Cobalt Chromium Toxicity Resource Center


Recently, we received several phone calls from individuals who do not have legal representation. They informed us that Stryker, through its third party administrator Broadspire, is attempting to settle claims arising from the Stryker Rejuvenate or ABG II recall. The settlement process is extremely complicated and full of pot holes.   Therefore, we highly recommend you do not settle your case without a lawyer.  However, if you decide to go this route, there is a lot you need to know.

Understand That Any Settlement With Stryker Will Be Final

In order to settle your case, Stryker will insist that you sign a “release.”  A “release” is a formal legal document where you agree to give up all of your rights to sue Stryker for any issues related to your failed hip.  It is important to understand that the release will extinguish all your rights; including claims that may arise in the future.  For example, if you recently had revision surgery and settle your case and then 6 months from now your revised hip becomes infected, you will have no right to obtain reimbursement.  All additional Settlements are final.

This is especially important to know if you recently had revision surgery.  You do not want to settle your case until you are fairly confident you have fully recovered from your surgery.  This way, you will know the full extent of your damages.  However, as noted below, it is critical not to delay too long as this could impact your statute of limitations.

Watch Out for Medicare or Insurance Liens

If you had revision surgery and Medicare or private health insurance paid for any part of your surgery, they will have a “lien” on your case.  What this means is that they are entitled to part of your settlement reimbursement for all amounts they paid for your revision surgery and subsequent treatment.  In some cases, they can also make claims for future expenses they are likely to incur for your treatment down the road.  If you settle your case and do not pay these insurance/Medicare liens, you will be personally liable for the amount of those liens.   In many cases, these liens can exceed several hundred thousand dollars!

For example, if you settle your case with Stryker for $225,000 and it turns out that Medicare paid $300,000 for your revision surgery and subsequent treatment, you could be personally liable to Medicare for the entire $225,000.  This means that you would end up receiving nothing from your settlement.

Therefore, before reaching any settlement with Stryker it is important to contact Medicare or your insurance carrier to find out how much they are claiming on their lien.  This is the only way you will be able to adequately evaluate Stryker’s settlement proposal.  Also, once you find out how much your insurance carrier is claiming, it is often possible to negotiate a substantial reduction.  Once you agree on a lien amount, it is critical that you obtain something in writing from Medicare or your insurance carrier confirming the amount they are willing to accept to resolve the lien.  It is critical that you do all of this before settling your claim with Stryker.

Be Aware of the Statute of Limitations

Every state has a statute of limitations that requires you to file a lawsuit within a certain period of time.  In some states that time period is as little as one year.  Unfortunately, the time your statute “starts to run” can be very complicated to pinpoint.  In some states, it could start running from the date your hip was first installed.

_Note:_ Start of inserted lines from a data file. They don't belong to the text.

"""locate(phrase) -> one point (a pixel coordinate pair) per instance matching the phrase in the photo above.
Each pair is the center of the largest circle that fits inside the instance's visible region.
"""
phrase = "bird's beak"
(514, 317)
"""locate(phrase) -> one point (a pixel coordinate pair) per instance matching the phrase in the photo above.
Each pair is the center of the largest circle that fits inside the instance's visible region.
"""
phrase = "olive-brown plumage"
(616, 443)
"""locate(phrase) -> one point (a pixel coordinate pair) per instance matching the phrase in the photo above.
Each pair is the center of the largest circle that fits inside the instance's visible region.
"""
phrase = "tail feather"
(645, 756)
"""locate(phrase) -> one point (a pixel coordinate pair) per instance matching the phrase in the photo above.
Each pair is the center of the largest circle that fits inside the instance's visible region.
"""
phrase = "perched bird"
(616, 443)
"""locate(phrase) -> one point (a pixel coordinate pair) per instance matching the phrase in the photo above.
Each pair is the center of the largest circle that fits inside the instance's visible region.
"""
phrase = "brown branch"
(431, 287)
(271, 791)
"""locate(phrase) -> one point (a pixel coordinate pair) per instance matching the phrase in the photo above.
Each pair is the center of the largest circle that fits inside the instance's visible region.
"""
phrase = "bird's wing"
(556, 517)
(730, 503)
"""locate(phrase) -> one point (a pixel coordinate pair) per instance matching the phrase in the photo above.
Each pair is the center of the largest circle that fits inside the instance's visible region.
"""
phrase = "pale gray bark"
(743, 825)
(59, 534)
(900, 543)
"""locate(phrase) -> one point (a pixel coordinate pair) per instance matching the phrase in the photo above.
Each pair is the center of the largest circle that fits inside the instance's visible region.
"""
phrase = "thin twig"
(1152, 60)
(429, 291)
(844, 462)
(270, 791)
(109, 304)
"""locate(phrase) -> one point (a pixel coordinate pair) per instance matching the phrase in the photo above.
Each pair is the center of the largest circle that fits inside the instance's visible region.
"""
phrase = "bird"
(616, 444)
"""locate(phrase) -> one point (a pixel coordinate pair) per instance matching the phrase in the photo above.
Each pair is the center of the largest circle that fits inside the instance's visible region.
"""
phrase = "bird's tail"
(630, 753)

While in others, it will not start running until you were advised that your hip was recalled.

However,  if you wait too long to settle your case with Stryker or negotiations become extended, it is possible that the statute of limitations could run on your case.  Once the statute runs, all of your claims will be extinguished and Stryker has no obligation to pay you anything.  Do NOT take solace in that fact that a deal with Stryker “is in the works.”  You do not have a deal until a signed settlement agreement from Stryker is in your possession.

How Much Should I Settle My Case For?

This question is extremely difficult to answer.  There are  many factors evaluating the settlement value of a Stryker Rejuvenate case: your age, the amount of tissue damage caused by the hip, the extent of any complications following revision, whether you have any permanent disabilities resulting from the revision, and the extent of any lost earnings.  In other hip litigation, settlement values have ranged from $20,000 to more than a $1,000,000.  The primary reason we recommend not settling your own case is that you do NOT know what your case is worth.  An experienced attorney in hip litigation will know the value of your case and have an idea how much Stryker is willing to pay to settle your case.  Without the knowledge of an attorney, most people will undoubtedly “leave money on the table.”  We expect Stryker to negotiate settlements with unrepresented patients.